Maria Cascão Ferreira de Almeida
Departamento de Mecânica Aplicada e Estruturas da Escola Politécnica - UFRJ

“As pessoas se perguntam se sismos ocorrem no Brasil. Sim, embora estejamos numa região intraplaca tectônica, com sismicidade menor que regiões em bordas de placas, sismos ocorrem no Brasil e em qualquer região do planeta. Para ser notícia, entretanto, é preciso que causem algum efeito sobre as pessoas. Este foi o caso do recente sismo de magnitude 4.9 ocorrido em Minas Gerais, em dezembro de 2007, tendo sido o primeiro sismo brasileiro com vítima.

Embora existam outras fontes sísmicas, os sismos ocorrem, em geral, pela movimentação da crosta terrestre. Para entender melhor, vale explicar: a Terra é constituída por uma parte interna, com temperaturas extremamente elevadas, denominada núcleo; por uma camada intermediária chamada manto e pela camada externas conhecida como crosta. No manto – onde a parte inferior é bem aquecida e a superior tem uma temperatura menor – ocorre um movimento de convecção: as camadas mais quentes tendem a subir e as mais frias tendem a descer. Isso gera uma força enorme, capaz de fazer a crosta terrestre se movimentar.

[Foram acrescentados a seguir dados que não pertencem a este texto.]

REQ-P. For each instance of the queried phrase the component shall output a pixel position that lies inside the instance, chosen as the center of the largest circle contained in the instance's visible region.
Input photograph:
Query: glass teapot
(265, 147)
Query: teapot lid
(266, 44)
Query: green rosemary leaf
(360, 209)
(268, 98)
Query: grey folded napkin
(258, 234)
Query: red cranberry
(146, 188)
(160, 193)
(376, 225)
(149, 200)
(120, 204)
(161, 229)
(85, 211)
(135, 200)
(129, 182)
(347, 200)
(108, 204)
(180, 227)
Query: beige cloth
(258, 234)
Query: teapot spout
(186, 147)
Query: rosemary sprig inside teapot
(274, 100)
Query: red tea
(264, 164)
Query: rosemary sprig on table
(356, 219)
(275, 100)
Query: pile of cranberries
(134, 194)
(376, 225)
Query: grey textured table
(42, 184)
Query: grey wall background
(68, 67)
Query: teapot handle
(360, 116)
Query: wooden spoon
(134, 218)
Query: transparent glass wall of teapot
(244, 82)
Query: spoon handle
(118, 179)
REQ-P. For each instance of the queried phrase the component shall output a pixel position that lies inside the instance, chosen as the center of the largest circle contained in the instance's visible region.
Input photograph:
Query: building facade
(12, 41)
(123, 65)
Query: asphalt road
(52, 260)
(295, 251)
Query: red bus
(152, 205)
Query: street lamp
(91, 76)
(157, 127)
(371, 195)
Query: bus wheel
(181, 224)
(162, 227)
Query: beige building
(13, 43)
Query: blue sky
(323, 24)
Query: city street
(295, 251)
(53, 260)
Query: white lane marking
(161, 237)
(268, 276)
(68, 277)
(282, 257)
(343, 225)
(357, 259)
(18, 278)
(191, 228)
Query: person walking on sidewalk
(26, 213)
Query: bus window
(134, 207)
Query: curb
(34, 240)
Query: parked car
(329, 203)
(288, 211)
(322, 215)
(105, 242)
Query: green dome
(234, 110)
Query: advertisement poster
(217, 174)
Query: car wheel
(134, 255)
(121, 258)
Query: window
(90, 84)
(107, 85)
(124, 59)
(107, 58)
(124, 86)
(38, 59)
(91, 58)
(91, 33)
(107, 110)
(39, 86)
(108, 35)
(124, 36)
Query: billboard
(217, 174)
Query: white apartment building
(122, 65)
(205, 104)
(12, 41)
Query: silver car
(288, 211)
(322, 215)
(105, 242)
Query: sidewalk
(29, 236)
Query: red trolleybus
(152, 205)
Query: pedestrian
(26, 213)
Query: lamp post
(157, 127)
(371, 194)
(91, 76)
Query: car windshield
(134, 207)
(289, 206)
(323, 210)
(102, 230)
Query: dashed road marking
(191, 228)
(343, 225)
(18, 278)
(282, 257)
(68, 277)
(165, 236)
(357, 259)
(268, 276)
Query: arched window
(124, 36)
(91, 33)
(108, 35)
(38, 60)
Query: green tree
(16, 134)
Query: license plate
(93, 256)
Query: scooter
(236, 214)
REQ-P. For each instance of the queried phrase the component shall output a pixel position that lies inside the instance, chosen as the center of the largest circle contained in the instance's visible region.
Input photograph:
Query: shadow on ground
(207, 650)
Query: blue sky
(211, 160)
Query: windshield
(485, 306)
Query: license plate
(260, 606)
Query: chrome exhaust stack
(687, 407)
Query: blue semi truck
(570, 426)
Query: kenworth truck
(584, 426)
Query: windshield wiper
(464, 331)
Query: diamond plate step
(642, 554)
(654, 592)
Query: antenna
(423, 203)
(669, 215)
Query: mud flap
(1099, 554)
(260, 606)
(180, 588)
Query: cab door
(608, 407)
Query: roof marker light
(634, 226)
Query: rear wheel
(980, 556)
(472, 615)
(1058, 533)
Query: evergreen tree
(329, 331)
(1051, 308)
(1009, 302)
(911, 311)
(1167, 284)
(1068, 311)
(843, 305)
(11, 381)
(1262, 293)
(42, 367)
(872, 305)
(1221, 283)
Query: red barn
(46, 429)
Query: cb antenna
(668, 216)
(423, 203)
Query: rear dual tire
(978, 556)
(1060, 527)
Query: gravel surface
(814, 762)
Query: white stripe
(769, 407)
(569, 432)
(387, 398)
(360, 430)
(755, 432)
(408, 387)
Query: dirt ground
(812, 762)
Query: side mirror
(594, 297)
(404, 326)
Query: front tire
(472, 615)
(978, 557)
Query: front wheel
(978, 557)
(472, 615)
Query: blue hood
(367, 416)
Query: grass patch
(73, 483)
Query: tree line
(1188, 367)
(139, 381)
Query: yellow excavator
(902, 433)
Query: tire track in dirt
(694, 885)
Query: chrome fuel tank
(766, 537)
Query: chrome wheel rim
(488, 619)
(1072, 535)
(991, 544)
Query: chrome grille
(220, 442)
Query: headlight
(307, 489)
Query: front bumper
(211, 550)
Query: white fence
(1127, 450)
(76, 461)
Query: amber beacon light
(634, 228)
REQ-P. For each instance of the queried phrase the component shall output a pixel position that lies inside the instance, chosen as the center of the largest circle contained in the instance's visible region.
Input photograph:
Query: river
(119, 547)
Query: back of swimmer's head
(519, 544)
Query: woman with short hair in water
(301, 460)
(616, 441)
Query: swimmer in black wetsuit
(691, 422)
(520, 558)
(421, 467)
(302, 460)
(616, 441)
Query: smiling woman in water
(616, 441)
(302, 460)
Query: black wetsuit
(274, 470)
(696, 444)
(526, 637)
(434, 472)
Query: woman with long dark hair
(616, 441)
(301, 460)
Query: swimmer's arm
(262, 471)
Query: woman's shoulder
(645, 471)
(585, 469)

Os deslocamentos das placas tectônicas podem acontecer de forma descontínua e brusca –causando os sismos – ou de forma suave e contínua – como acontece, na maioria das vezes, em região intraplaca. As faixas próximas aos limites destas placas correspondem às regiões mais sismicamente ativas, devido à movimentação relativa entre placas vizinhas.

Existe, atualmente, uma crescente preocupação e uma conscientização internacional em relação à necessidade de se prevenir quanto à ocorrência de sismos em regiões intraplacas. Antigamente, os tremores que ocorriam nessas regiões não causavam muitos problemas pelo fato de as cidades serem menores, com densidades demográficas menores e sem prédios altos. Hoje, com as grandes estruturas, o ideal é a prevenção por meio de projetos de estruturas resistentes aos sismos.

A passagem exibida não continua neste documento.